La riposte s'organise après les décisions US sur l'acier et l'aluminium
WASHINGTON (Reuters) – Le Canada, le Mexique et l’Union européenne ont tour à tour annoncé jeudi des mesures de représailles après la décision de Washington d’instaurer des droits de douane sur l’importation d’acier et d’aluminium, alimentant les craintes de guerre commerciale.
Les Etats-Unis imposeront des droits de douane de 25% sur l’acier et de 10% sur l’aluminium importés aux Etats-Unis par l’Union européenne, le Canada et le Mexique à compter de 04h00 GMT ce vendredi.
La décision américaine met fin à deux mois d’exemptions accordées à ces trois partenaires de Washington par le président Donald Trump afin d’encourager des discussions plus générales sur les échanges commerciaux.

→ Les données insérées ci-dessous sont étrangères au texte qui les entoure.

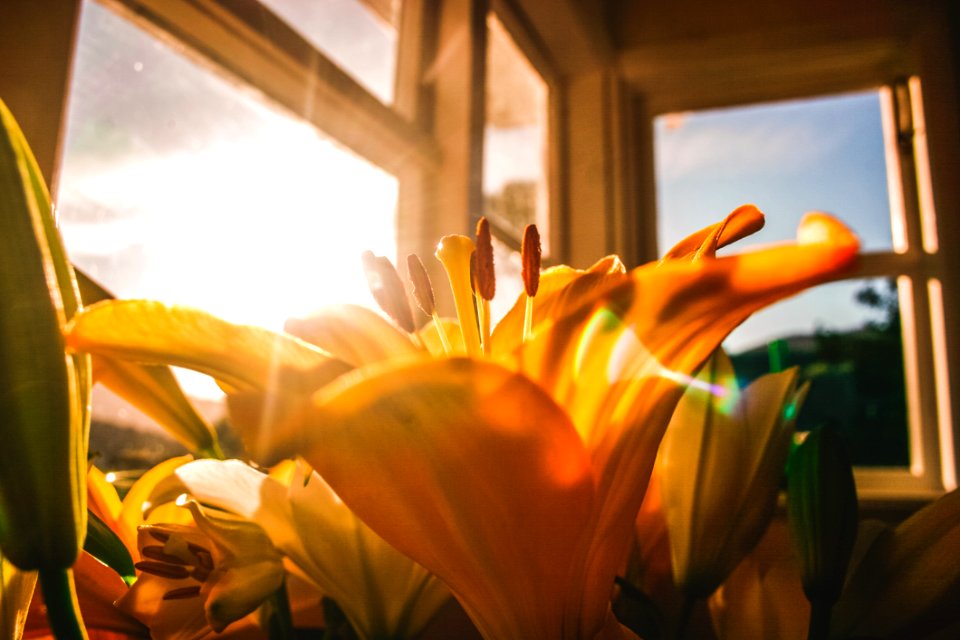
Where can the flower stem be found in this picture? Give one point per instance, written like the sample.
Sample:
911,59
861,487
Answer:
275,615
63,610
819,620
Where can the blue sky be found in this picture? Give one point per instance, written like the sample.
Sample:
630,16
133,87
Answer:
787,158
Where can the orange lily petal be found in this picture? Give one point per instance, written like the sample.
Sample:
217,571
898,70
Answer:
244,357
354,334
561,289
444,459
740,223
136,502
652,331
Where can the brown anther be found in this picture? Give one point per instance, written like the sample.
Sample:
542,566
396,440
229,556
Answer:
163,569
388,290
203,556
486,280
422,288
530,254
182,593
158,535
156,552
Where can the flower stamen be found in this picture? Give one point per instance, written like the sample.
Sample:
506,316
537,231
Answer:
531,257
156,552
423,296
454,253
484,278
163,569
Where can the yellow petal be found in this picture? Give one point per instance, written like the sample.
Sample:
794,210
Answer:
136,501
763,597
240,591
244,357
467,468
740,223
716,510
645,336
382,592
354,334
561,290
907,583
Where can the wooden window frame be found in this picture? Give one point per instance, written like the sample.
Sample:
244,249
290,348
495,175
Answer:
724,73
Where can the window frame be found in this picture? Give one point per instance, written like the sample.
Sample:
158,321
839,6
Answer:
719,73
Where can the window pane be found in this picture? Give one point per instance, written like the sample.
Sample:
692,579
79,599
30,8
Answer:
359,35
515,138
822,154
845,337
788,158
180,186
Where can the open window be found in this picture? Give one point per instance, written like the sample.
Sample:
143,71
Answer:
870,345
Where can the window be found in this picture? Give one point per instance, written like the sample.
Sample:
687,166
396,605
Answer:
515,185
181,181
866,344
358,35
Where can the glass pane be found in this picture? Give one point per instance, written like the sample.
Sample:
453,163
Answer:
845,337
515,138
180,186
822,154
358,35
788,158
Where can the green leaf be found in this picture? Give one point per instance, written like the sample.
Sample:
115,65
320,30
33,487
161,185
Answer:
152,388
104,545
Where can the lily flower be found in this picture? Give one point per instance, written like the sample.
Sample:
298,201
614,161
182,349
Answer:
907,583
763,597
723,459
513,473
197,579
382,592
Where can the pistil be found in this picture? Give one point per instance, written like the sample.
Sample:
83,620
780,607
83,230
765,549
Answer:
454,253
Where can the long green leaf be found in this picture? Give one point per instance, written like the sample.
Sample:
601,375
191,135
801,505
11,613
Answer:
104,545
152,388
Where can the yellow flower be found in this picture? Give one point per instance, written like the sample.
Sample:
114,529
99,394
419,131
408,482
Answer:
763,597
383,593
194,579
723,460
907,584
514,473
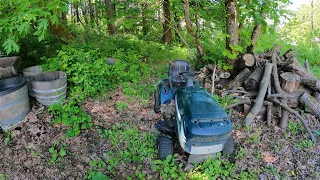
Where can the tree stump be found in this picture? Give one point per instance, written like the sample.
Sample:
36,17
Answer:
9,66
311,82
290,82
253,81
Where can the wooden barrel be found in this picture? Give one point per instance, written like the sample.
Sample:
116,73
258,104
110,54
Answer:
28,73
9,66
49,87
14,101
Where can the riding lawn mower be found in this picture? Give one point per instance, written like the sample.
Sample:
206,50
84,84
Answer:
200,125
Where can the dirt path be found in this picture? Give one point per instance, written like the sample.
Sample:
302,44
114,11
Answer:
267,152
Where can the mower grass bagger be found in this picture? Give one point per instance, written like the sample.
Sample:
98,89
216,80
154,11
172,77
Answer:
200,124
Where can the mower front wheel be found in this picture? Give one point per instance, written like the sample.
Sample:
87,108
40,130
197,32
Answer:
157,104
165,147
228,146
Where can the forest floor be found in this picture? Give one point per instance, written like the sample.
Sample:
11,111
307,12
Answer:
124,130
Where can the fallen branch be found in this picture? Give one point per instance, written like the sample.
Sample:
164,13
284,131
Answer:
301,118
240,102
261,94
311,103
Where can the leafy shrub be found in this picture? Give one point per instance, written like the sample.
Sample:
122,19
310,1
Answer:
127,145
169,168
214,169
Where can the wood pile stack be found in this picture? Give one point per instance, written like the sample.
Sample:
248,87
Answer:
268,83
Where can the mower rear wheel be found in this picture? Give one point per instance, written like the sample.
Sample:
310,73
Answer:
228,146
165,147
157,104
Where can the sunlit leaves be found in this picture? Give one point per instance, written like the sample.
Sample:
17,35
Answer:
10,46
20,18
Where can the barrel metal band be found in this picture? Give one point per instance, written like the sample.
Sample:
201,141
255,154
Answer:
46,91
14,103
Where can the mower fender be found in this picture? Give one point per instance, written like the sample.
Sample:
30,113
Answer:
165,92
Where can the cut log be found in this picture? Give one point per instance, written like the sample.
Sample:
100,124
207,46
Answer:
290,82
247,60
239,79
253,81
312,83
225,75
316,95
301,118
311,103
240,102
261,94
9,66
292,64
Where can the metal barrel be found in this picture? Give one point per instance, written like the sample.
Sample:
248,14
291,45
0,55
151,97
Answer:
28,73
14,101
49,87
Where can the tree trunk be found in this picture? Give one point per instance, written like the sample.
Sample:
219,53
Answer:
253,81
312,83
91,11
247,60
167,32
144,19
311,103
256,32
84,11
77,13
275,53
190,30
261,94
239,79
110,9
316,95
232,24
254,38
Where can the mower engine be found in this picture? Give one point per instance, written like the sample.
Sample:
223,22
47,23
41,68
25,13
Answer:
201,125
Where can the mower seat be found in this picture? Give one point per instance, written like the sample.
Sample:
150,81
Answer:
175,67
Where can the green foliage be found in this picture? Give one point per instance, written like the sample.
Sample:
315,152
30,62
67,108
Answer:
214,169
4,176
241,153
18,19
127,145
58,151
169,168
71,115
95,167
306,143
121,105
8,137
294,128
272,170
255,137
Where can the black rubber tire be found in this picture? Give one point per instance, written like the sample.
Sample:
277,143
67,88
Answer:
157,104
229,146
165,147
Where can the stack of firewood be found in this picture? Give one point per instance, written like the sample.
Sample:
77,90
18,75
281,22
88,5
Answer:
265,83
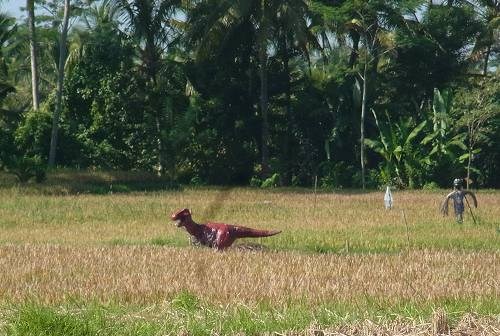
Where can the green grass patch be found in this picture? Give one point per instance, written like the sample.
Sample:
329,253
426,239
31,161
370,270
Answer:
189,314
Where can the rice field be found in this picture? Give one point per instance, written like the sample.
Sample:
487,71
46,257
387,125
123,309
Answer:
110,258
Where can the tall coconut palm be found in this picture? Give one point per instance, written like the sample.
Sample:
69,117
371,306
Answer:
212,21
149,22
60,82
30,7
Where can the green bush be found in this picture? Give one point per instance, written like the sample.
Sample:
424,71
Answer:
27,167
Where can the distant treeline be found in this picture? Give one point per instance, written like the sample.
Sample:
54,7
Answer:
269,93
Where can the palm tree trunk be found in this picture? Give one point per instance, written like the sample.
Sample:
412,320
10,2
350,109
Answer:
30,5
60,82
486,60
362,126
264,109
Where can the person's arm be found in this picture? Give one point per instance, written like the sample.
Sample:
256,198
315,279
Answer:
472,196
444,206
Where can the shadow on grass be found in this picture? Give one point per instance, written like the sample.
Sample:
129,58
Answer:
69,182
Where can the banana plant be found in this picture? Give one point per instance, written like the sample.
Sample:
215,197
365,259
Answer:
396,145
444,144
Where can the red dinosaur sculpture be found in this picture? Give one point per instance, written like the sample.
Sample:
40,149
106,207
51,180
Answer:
216,235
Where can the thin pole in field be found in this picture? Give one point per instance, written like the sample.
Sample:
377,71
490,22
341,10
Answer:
470,209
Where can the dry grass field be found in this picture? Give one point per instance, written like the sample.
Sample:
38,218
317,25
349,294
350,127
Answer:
341,257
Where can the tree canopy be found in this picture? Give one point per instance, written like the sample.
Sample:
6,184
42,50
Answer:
264,92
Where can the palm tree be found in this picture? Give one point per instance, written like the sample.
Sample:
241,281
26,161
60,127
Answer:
150,25
60,82
30,7
212,21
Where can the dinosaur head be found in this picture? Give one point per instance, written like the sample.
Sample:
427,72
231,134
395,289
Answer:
181,216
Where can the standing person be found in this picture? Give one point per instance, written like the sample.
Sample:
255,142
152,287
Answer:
458,195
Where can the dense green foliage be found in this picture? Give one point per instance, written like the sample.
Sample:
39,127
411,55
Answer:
261,92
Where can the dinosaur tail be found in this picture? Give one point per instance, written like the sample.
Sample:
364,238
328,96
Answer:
244,232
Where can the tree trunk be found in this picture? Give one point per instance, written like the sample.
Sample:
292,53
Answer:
60,82
264,109
30,6
486,60
287,176
362,126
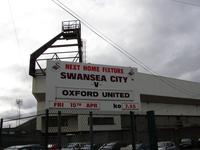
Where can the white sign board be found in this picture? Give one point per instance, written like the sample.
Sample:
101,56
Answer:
84,86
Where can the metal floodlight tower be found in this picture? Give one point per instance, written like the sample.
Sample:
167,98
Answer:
19,103
71,30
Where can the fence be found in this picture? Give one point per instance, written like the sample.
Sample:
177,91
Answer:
56,130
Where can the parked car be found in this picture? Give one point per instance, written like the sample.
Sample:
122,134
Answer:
140,146
185,143
112,146
74,146
166,145
25,147
87,147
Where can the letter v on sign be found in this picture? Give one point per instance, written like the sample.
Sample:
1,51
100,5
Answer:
96,84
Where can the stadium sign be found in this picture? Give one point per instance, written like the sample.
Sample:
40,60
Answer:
84,86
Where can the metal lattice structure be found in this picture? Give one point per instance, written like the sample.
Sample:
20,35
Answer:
71,31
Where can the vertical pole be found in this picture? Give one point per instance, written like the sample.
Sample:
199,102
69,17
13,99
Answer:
91,131
132,122
59,130
152,130
1,127
46,129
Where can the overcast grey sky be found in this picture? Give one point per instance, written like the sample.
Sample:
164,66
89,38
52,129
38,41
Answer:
163,34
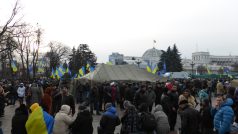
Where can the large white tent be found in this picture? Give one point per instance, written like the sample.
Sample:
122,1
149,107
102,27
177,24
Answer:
104,72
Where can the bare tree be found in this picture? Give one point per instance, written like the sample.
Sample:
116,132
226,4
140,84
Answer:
24,39
58,52
8,28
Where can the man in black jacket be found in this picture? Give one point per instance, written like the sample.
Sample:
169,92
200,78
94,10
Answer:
109,120
83,122
189,118
19,120
68,99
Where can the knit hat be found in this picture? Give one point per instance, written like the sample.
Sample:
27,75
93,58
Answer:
183,102
108,105
169,86
34,106
81,107
127,104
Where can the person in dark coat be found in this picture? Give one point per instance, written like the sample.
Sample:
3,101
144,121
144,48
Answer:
206,123
83,122
19,120
47,100
158,93
56,101
130,119
173,96
140,96
224,116
94,100
189,118
68,99
109,120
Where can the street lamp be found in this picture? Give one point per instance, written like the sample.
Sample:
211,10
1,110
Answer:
138,62
192,64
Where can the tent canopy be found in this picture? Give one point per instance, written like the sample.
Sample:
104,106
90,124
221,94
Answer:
105,72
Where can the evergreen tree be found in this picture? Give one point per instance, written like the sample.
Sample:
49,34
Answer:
172,60
81,57
176,59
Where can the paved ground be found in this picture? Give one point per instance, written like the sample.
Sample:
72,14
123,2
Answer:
9,112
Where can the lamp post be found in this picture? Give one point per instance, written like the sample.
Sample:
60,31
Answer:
138,62
192,64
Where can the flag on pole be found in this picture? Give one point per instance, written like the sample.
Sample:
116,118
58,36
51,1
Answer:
164,68
14,67
109,63
92,69
82,71
155,69
148,69
52,73
208,70
61,70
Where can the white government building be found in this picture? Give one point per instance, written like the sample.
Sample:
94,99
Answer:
213,62
150,57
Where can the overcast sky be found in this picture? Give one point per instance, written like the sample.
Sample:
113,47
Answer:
130,26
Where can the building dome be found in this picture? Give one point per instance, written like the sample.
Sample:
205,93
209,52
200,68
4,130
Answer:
152,54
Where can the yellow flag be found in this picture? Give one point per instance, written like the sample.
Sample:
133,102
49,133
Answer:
208,70
148,69
109,63
155,70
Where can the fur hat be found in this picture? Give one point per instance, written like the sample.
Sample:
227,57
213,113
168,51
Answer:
108,105
183,102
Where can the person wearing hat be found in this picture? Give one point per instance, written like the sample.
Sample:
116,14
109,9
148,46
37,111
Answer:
187,96
63,120
21,92
39,121
141,96
151,97
109,120
189,118
19,120
83,122
163,126
129,119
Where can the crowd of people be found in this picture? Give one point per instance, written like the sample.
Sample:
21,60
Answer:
139,107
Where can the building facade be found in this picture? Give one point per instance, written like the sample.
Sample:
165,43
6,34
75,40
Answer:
205,58
116,58
150,57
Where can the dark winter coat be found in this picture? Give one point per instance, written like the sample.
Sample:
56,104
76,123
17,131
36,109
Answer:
130,94
224,117
19,121
151,96
83,123
206,118
130,121
109,121
189,121
69,100
140,97
158,93
162,120
47,100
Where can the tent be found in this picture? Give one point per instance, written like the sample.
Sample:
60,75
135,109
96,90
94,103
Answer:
234,83
104,72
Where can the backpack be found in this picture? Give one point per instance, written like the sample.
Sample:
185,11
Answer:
148,122
203,95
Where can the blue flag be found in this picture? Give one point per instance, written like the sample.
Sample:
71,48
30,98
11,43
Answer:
164,68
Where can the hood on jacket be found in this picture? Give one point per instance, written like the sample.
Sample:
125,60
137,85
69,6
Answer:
111,111
227,102
158,108
21,110
65,109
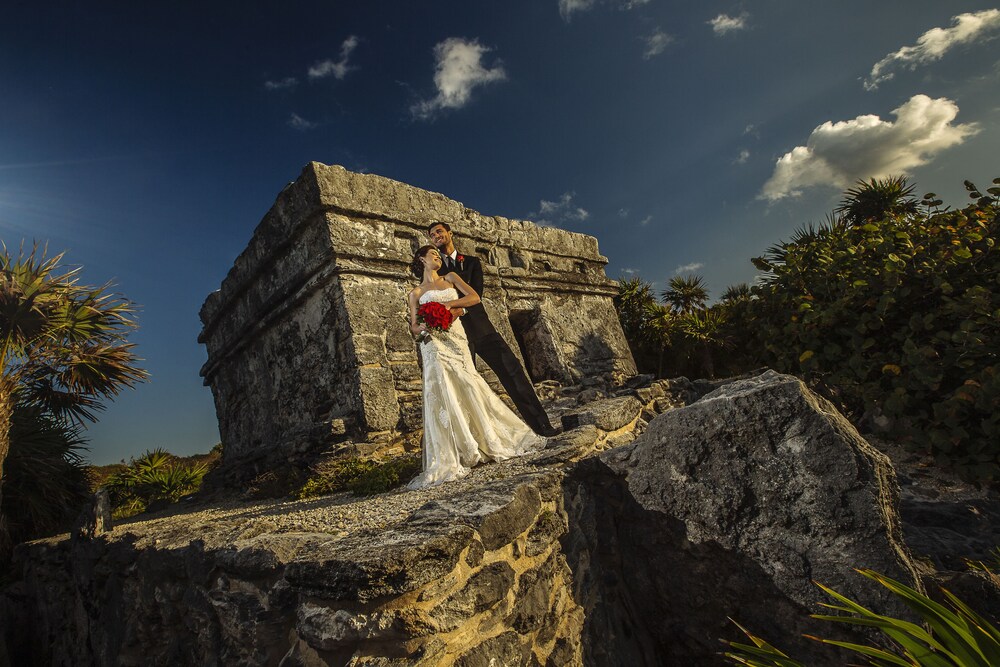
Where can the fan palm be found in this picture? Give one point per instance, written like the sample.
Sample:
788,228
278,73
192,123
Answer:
62,345
875,199
686,294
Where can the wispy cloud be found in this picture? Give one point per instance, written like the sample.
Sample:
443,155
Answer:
838,154
338,69
458,71
569,7
560,211
282,84
723,24
934,43
688,268
299,123
656,43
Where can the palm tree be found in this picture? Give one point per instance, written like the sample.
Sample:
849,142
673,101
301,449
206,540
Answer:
876,199
62,346
686,294
705,328
661,324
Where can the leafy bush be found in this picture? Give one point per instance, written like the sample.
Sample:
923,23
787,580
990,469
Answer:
45,478
335,476
957,635
156,478
360,476
894,313
386,476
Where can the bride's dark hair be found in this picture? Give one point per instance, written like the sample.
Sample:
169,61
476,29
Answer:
417,266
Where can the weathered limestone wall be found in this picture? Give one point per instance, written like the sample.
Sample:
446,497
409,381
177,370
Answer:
308,340
474,579
625,542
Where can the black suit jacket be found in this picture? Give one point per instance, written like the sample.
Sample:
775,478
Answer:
475,321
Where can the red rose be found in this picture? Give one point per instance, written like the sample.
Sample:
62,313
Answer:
435,315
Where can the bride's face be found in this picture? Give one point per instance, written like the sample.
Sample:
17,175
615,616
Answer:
432,260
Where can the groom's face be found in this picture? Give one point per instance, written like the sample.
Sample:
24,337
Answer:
440,236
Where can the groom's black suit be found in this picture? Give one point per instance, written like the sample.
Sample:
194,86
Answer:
490,345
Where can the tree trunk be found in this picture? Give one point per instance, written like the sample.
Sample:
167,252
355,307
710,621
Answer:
6,411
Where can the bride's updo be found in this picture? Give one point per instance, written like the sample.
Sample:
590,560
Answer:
417,265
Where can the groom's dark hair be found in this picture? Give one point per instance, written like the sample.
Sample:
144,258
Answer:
434,224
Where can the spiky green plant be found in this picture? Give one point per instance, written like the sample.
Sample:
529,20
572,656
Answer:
63,345
155,477
953,635
46,478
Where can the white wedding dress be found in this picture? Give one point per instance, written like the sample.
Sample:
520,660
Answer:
464,421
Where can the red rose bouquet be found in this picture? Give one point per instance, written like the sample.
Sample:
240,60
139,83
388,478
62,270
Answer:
436,317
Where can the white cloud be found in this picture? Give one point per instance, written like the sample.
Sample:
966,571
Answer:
288,82
838,154
934,43
458,71
338,69
300,123
724,24
656,43
559,211
688,268
567,7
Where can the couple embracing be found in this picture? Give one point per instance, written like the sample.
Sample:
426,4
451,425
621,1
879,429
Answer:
464,421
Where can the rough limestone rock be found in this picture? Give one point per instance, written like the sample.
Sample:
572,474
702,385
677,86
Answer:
308,340
577,555
730,507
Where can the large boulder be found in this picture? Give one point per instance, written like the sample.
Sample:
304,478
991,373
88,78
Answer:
730,507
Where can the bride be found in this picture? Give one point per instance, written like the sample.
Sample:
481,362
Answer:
464,421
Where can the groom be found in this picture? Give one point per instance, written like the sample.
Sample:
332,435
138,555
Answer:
483,337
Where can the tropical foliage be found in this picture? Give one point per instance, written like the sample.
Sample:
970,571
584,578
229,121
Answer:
954,634
155,479
63,350
45,475
895,314
362,477
890,308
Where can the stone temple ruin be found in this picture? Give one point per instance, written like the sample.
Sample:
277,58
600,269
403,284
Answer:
308,343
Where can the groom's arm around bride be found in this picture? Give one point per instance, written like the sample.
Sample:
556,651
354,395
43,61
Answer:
484,340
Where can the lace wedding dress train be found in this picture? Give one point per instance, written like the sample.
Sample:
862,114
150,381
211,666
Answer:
464,421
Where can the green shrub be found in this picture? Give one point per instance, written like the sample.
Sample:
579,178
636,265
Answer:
386,476
361,477
954,636
155,478
45,479
335,476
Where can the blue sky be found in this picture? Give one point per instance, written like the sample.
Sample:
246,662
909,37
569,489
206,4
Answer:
148,139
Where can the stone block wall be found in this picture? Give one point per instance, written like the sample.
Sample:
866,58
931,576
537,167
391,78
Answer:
308,340
474,579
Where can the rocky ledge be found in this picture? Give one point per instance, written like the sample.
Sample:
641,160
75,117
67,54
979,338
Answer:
629,540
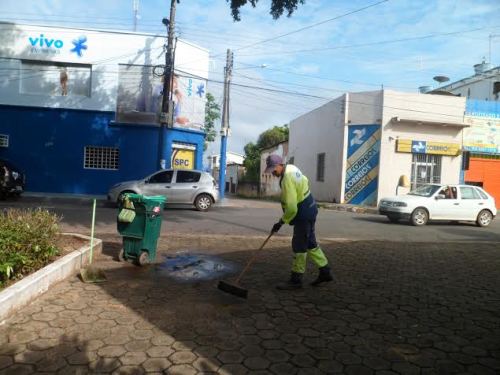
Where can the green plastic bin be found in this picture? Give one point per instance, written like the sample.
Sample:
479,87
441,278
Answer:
140,237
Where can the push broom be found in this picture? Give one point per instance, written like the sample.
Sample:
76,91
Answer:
234,288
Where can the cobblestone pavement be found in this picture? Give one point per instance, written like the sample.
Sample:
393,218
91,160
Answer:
394,309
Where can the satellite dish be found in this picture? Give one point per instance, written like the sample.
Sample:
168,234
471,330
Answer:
441,79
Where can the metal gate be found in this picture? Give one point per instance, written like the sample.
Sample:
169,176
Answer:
425,169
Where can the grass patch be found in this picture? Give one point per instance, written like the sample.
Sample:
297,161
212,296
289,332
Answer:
27,242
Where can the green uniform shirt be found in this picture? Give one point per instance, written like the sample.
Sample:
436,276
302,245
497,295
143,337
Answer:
294,189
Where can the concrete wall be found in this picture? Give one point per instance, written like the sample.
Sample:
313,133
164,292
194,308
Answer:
418,107
48,145
320,131
478,87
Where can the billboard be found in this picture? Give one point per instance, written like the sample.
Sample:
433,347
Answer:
483,135
140,97
362,169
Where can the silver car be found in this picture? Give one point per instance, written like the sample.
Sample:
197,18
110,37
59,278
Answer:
178,186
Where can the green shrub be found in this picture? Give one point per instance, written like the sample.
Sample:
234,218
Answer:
27,241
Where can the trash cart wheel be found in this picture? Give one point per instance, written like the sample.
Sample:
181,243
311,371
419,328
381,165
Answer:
121,255
143,258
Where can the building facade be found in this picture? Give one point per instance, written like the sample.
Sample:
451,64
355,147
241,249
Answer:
482,141
80,109
355,148
483,85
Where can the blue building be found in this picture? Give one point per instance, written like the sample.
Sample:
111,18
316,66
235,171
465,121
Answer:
79,109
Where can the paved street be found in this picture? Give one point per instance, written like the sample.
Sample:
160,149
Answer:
248,217
394,309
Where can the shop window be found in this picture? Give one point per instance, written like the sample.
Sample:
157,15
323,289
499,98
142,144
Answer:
4,140
320,167
55,79
188,176
425,169
164,177
102,158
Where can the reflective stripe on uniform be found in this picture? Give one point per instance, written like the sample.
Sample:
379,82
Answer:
318,257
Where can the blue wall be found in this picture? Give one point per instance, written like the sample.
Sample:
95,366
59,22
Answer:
48,145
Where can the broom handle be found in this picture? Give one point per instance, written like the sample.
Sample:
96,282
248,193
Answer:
252,259
92,234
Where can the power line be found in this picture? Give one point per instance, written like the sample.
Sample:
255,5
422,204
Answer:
369,44
313,25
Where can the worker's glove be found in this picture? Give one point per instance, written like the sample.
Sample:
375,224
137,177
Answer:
277,226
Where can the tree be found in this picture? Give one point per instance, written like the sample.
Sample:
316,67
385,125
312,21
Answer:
278,7
212,114
267,139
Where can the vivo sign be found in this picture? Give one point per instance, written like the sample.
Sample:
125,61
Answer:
47,45
42,42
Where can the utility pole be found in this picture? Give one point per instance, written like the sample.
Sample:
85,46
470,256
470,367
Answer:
167,107
225,129
136,13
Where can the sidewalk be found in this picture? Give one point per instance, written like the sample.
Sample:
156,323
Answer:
394,309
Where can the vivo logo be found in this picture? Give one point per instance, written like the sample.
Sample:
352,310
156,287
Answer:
41,41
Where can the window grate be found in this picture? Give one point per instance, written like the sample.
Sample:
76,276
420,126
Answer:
320,167
425,169
4,140
102,158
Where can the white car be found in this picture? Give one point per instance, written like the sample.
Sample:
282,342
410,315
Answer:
441,202
179,186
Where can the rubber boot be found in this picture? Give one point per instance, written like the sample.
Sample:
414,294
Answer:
325,275
295,282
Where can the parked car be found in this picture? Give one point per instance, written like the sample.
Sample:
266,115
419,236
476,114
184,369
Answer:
12,180
178,186
441,202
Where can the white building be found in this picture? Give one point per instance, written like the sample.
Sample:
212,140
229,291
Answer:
231,158
483,85
355,148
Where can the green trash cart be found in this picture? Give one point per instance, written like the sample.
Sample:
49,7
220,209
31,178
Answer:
139,222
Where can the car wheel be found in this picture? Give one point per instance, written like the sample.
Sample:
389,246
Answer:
484,218
419,217
203,202
393,219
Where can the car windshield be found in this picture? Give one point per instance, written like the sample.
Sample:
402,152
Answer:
425,190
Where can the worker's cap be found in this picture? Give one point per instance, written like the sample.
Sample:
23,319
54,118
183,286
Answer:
271,162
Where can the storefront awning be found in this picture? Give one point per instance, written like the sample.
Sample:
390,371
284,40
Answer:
398,120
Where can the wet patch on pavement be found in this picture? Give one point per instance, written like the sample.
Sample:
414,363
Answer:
186,266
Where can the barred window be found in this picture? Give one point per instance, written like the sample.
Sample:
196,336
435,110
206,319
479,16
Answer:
102,158
320,167
4,140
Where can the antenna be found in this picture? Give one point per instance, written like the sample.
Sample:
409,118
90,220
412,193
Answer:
441,79
136,13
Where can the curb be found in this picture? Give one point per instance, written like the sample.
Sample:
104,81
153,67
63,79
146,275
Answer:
349,208
32,286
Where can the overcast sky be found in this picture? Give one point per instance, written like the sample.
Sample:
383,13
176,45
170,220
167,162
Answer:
400,44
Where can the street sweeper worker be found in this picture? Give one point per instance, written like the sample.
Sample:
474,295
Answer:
299,210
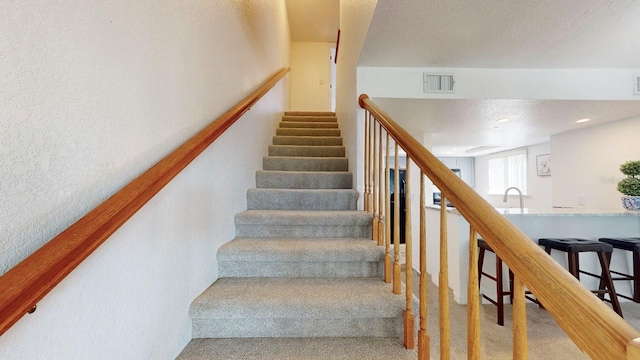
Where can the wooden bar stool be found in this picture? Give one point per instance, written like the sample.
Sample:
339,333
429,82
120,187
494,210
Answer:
573,247
633,245
500,293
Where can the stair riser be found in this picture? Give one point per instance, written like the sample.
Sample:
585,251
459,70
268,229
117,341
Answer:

Pour le président français Emmanuel Macron, il s’agit d’une décision « illégale » et d’une « erreur ».
« Je déplore la décision américaine de confirmer des tarifs sur l’acier et l’aluminium », a dit le chef de l’Etat français à des journalistes à l’Elysée avant de s’entretenir dans la nuit avec son homologue américain auprès duquel il a réitéré ses critiques.
Le ministre allemand des Finances, Olaf Scholz, a regretté l’annonce de Washington qui va selon lui à l’encontre des règles internationales.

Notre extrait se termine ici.